A prestigious French literary award selects student jury members from India for the first time

Prix Goncourt is France's own Booker

Prix-Goncourt-book Senegalese author Mohamed Mbougar Sarr who won the Prix Goncourt for his work La plus secrete memoire des hommes

Senegalese author Mohamed Mbougar Sarr's fourth novel La plus secrete memoire des hommes (The Most Secret Memory of Men) is about literature and writing, about Africa and the West. "The book has literally everything in it. It is like reading one more book within a book," exults Vrinda Vaz, an MA student in French from Goa University.

"The book  is about an African writer who goes missing after writing one of the most compelling books in France, his first and last, a literary masterpiece. The reading public then absolutely couldn't take it that such an astonishing piece of work could be written by an African writer. In The Most Secret Memory of Men, another African writer discovers the book and unspools the story of this missing man in the most mesmerising way,"says Vaz about the intriguingly-titled book which won the Prix Goncourt last year, France's own Booker. Prix Goncourt is awarded to the “best and most imaginative prose work of the year.”

But Vaz did not know about Prix Goncourt or Sarr's novel until she was chosen as a jury member for Goncourt Choice of India Award. Her professor in college chose her along with three other students to participate in an international literary exercise which seeks to democratise the process of awarding authors in the Francophone world. Last year, India joined the international family of the Choix Goncourt (Goncourt Choice) where students in 27 countries select their Goncourt choice after reading the four shortlisted titles in two intense months. After completing these books, they meet, interact and discuss to select their preferred title.  

Mohamed Mbougar Sarr won the first Goncourt Choice of India Award for his book La plus secrète mémoire des hommes.

The first edition of the award in India, as part of the ongoing Bonjour India festival,  was supported by 10 institutes comprising the network of Alliances Françaises and nine universities across India, including Delhi University, Rajasthan University, University of Mumbai, Savitribai Phule University Pune, University of Goa, Pondicherry University, and English and Foreign Languages University of Hyderabad.
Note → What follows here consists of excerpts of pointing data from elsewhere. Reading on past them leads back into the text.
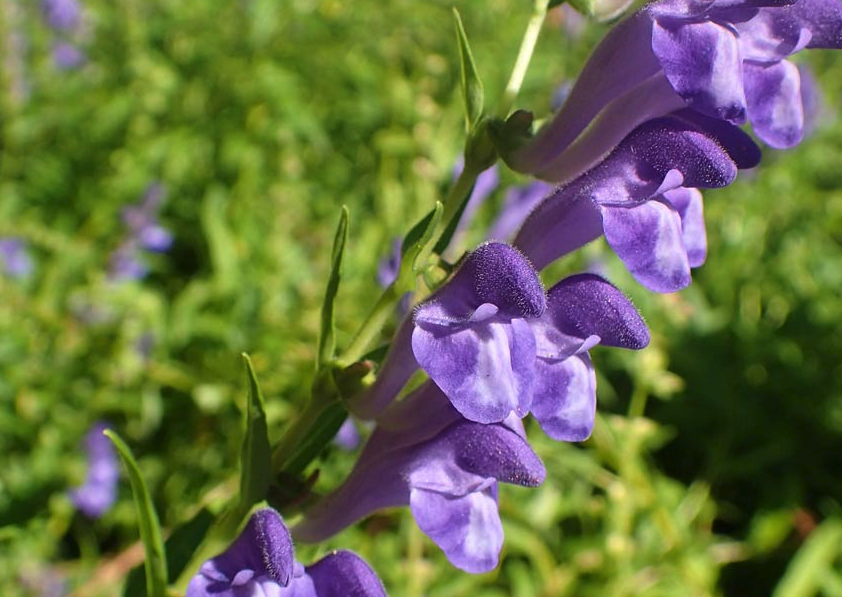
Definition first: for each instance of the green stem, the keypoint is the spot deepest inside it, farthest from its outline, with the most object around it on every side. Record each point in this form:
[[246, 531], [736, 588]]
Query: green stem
[[524, 56]]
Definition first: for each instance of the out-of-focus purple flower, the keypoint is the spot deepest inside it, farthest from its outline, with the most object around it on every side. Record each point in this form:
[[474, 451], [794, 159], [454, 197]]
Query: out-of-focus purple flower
[[519, 202], [99, 491], [66, 56], [62, 15], [142, 220], [724, 58], [347, 438], [126, 263], [633, 197], [488, 341], [14, 254], [445, 468], [144, 233], [261, 561], [473, 338]]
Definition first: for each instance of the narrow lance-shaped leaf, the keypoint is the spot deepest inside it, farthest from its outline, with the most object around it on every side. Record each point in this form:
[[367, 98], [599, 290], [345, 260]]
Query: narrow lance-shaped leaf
[[256, 454], [472, 90], [150, 528], [417, 247], [327, 338]]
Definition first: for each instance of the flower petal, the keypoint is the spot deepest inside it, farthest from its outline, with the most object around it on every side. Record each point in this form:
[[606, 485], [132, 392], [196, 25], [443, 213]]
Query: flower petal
[[648, 240], [586, 304], [343, 574], [688, 203], [485, 370], [774, 102], [467, 529], [702, 62], [565, 398]]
Forty-seven students in these 10 institutions formed 10 local juries of the Goncourt Choice of India. Vaz is one of those students.

For Vaz, who loves dabbling in French literary texts, it was one of the best opportunities to apply her analytical acumen and come to the capital to present her point of view. "It was a very healthy discussion. I mean, initially, we thought we would be pouncing on each other. But it was nothing like that. It was a really mature and healthy conversation. Everyone was given a chance to speak. And, of course, it will definitely add a feather to my cap," says Vaz who was one of the presidents of the 10 juries who gathered in a room at the Residence of France to decide the laureate of the Goncourt Choice of India.

The contenders included Le Voyage dans l'Est by Christine Angot, Milwaukee Blues by Louis-Philippe Dalembert, La plus secrète mémoire des hommes by Mohamed Mbougar Sarr, and Child of a Bastard by journalist Sorj Chalandon.

Vaz will now participate in an international Contest of Literary Criticism launched by the Académie Goncourt. The 47  jury members from India will have two months to write a 3,000-word critique on the winner in French. The contest jury will be composed of a French publisher, a French literary critic, and an academic. The winner will win a trip to Paris to attend the prestigious Goncourt Prize ceremony in November 2022. Vaz is hoping she can make it to Paris in November.

Speaking about the award, Dr Christine Cornet, Attaché for Books, Debates & Ideas, Embassy of France, said “College and university students in India have access to many great books in English. Indeed, many such works are originally written in French before being translated into English. What makes the Goncourt Choice of India Award so exciting is that it gives bright young Indian minds new literary genres to explore in their original language. The thoughts penned in French are distinct from those penned in English. By reading the works of contemporary French writers, readers find a new worldview and discover unique answers to some of life’s most pertinent questions."